The positive outcomes of this approach, (reflecting on if you’re in an “off” or “on” harvest year) means you will not be pushed into misaligned promotions with bad terms that you’re unsure of, and instead you’re clearing contracting on terms feel fully valued for. You’ve had time to think about what good looks like, what is a fair, and maybe even an exciting deal for your energy exchange in leading and growing others. That kind of demand is a huge commitment, and if not properly supported and fairly or well remunerated, it can feel like a very thankless job that is a nightmare every step of the way.
Questions:
Professionally and personally, are you in an “on” harvest year (ready to harvest your best work) or an “off” harvest year (to focus on recover and conserving energy).
Think about an upcoming decision you need to make, is this going to ensure your fruit are harvesting at their peak or do you need to wait a little before you say YES?
What is one small step you can take to support and honour the season you’re in.
TRIMMING, MAINTENANCE AND COMMITMENT TO QUALITY
Even what they mentioned about how they care for the tree had interesting parallels. They do pruning, and there is a special machine for a process called ‘skirting’ which is removing the limbs that are below the range of harvest.

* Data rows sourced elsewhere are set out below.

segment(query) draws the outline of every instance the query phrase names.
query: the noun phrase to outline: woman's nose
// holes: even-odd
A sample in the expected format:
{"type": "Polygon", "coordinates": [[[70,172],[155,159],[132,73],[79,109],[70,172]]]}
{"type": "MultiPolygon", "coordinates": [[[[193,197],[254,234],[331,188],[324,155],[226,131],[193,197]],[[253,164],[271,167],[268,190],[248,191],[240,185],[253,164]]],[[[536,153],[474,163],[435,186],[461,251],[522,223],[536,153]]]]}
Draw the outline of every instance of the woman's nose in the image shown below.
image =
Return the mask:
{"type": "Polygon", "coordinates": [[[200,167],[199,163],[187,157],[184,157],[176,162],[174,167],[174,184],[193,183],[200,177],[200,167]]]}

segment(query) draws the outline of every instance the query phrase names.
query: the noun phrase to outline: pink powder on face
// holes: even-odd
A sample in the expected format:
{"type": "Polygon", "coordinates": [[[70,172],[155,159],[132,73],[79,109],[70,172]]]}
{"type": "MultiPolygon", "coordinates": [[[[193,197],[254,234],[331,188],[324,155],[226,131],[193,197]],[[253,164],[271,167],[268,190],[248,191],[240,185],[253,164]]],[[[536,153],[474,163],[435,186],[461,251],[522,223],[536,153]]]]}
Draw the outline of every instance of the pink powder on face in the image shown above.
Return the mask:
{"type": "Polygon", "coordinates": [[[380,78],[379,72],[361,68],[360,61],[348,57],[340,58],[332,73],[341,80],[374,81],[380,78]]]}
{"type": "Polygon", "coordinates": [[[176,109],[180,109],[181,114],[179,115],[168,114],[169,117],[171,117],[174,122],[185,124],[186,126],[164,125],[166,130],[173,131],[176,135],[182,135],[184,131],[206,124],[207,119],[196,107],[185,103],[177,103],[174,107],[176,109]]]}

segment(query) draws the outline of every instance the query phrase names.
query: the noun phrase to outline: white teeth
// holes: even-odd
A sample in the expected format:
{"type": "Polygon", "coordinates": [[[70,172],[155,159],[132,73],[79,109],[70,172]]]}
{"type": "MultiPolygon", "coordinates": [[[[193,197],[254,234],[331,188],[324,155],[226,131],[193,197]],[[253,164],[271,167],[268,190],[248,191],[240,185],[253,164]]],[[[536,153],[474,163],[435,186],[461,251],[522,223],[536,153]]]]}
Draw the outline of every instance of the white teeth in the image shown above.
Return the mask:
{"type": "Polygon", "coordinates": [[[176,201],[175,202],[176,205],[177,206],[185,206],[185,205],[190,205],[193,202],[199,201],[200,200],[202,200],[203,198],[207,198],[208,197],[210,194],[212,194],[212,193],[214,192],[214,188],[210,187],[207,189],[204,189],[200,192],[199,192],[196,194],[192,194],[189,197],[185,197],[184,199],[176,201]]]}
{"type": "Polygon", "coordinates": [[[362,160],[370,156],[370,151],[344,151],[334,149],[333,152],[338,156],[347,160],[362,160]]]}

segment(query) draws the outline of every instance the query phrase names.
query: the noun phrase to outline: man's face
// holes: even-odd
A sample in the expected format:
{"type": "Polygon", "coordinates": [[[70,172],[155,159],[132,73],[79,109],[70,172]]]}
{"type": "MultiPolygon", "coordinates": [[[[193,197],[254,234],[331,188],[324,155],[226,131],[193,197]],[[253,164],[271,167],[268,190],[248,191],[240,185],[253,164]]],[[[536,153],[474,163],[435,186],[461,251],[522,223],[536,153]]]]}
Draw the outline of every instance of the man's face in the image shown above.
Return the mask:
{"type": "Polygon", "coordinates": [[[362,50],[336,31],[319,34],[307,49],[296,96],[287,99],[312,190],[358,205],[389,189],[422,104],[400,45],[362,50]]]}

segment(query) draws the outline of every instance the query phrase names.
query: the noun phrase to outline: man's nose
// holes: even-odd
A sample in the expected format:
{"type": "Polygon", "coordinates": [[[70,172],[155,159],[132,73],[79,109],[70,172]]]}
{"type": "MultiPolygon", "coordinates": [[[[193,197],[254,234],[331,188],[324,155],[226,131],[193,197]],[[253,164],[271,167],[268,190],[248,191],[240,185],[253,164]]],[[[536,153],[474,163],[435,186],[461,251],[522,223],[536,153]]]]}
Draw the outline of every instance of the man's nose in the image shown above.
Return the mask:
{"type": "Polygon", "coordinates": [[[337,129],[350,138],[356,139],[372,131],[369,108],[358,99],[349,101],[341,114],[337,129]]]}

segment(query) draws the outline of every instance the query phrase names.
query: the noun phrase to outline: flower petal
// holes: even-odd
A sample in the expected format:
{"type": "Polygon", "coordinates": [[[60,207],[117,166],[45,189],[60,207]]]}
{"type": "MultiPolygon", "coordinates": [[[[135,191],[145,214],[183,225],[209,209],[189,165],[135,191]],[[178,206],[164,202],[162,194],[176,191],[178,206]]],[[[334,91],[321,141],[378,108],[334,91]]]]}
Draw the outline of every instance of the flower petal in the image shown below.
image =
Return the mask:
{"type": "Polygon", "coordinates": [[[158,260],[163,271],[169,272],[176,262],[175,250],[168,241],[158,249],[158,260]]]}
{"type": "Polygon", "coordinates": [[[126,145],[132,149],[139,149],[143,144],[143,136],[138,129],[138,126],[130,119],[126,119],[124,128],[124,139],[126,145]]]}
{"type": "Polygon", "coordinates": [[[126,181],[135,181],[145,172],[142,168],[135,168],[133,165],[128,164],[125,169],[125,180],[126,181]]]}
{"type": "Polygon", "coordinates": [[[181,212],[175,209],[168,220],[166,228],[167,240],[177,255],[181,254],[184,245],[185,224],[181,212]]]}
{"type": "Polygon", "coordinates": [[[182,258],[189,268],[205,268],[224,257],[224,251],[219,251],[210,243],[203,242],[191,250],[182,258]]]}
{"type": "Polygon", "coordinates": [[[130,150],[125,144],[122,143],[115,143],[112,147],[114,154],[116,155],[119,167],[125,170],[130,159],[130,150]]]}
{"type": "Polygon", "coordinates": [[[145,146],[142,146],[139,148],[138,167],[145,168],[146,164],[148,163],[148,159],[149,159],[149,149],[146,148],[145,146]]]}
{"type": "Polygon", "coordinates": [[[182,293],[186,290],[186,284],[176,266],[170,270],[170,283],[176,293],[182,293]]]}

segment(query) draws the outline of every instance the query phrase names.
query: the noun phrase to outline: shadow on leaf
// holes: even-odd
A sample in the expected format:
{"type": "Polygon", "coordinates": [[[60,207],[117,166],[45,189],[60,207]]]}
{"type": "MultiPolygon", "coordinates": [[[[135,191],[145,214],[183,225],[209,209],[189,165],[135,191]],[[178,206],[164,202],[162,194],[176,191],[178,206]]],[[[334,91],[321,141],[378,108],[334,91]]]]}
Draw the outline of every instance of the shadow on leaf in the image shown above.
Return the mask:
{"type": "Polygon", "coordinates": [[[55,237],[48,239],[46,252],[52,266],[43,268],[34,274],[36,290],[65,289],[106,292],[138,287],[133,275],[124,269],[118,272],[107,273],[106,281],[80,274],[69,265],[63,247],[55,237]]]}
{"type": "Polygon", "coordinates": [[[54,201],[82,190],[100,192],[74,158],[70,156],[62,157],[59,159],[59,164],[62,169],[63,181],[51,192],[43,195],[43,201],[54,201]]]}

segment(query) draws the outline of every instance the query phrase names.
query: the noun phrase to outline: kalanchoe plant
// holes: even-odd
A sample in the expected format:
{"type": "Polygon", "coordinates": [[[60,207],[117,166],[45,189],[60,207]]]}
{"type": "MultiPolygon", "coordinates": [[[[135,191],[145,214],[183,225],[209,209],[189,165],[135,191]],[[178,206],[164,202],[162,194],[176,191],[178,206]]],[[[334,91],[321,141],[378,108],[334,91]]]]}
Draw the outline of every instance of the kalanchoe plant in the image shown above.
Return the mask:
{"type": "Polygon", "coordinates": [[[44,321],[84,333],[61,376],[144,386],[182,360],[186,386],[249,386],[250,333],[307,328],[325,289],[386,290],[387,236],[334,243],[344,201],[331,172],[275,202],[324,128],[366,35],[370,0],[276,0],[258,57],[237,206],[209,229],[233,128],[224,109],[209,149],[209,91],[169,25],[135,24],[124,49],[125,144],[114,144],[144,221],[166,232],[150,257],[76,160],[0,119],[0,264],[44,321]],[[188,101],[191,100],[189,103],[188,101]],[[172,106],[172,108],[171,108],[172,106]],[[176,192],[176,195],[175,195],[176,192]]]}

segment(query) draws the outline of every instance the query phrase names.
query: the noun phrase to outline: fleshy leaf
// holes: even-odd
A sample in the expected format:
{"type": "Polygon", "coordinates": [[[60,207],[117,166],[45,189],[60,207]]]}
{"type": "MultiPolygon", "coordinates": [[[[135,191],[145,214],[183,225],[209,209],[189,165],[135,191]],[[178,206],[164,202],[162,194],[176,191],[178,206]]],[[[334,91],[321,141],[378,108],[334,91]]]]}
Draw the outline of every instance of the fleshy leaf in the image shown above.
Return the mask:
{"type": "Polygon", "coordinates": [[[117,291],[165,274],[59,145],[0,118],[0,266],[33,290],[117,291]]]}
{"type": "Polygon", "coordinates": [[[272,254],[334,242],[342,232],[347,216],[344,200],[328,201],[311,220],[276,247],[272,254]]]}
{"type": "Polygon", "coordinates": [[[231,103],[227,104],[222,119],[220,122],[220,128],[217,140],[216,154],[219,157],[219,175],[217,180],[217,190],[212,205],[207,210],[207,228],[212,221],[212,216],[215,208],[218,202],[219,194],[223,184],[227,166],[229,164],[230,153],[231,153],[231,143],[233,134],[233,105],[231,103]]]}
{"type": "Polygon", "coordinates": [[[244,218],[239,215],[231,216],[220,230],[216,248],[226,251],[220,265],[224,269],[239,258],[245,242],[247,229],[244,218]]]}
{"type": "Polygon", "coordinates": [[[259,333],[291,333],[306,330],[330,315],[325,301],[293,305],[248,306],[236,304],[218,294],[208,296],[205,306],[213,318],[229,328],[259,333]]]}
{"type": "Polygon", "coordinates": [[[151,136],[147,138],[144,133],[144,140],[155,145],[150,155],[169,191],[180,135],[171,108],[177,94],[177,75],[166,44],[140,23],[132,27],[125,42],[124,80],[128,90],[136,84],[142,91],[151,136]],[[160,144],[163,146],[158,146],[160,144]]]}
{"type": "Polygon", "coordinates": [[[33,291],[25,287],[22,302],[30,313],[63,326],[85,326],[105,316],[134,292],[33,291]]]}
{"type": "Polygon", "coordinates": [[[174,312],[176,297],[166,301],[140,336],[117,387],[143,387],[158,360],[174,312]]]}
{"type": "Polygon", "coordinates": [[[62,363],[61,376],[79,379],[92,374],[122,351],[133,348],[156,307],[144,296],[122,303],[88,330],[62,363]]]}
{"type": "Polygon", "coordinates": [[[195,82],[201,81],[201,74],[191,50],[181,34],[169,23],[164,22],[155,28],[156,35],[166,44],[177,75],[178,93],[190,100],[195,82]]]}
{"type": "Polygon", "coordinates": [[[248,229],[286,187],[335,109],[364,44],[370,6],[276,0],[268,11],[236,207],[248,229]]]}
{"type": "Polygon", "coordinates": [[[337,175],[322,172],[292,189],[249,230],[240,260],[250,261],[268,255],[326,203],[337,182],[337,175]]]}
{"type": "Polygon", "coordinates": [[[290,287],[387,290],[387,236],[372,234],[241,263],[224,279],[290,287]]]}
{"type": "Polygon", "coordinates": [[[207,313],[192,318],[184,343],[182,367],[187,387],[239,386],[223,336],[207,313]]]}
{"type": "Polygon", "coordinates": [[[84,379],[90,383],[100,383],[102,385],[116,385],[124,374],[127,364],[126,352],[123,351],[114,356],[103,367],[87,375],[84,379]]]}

How this ties back to us, is thinking about where in our lives are we channeling energy and efforts for areas that we cannot even reap the benefits of it’s harvest. This could translate to constantly giving to others who don’t fill your cup in return. Or spending huge amounts of energy on activities that have no known or proven effect on your business bottomline OR in corporate speak, not connected to your KPI’s. So how can we cut those branches to make sure we can keep our energy in the branches that do have a known ability to offer results from a good harvest.
To be available for continuous and batch process harvesting, do we give ourselves enough time recharge between harvest? This might mean taking full disconnected annual leave between the most demanding cycles of your career. Let’s say after the EOFY if you could always take a week off after the build up of that huge deliverable, what in the ideal world would that do for your ability to start the new financial year refreshed?
Cobram Estate Olives has a genuine commitment to quality from end to end, particularly ensuring the olives are clean, free of sticks and debris and ensuring optimal industry leading oil extraction rates- that made me think of what we might have in our weekly routine that is essentially unnecessary meetings, catch ups, or even people in your life that poke and prod you and you don’t look forward to, or feel good after seeing them (a.k.a having an effect on your extraction rates!)
Once you find a way to rinse these time wasting and energy draining people and meetings out, that allows you to show up your most energetically clear, positive, productive, shiniest best version of self.
Questions:
What are you doing to trim your dead weight or maintain your best sense of self?
What/who are the sticks that are stuck in your machine - i.e what/who is a regular occurrence in your week that needs to be cleared out?
What will it cost you to continue to operate as you do?
What might be possible for you once you make those changes?
All in all, I hope these concepts I’ve taken away from Cobram Estate Olives’ Shareholder Day have helped you think about how your performance is extracted, and if there are any ways you can review your approach get the most out the fruits you bear.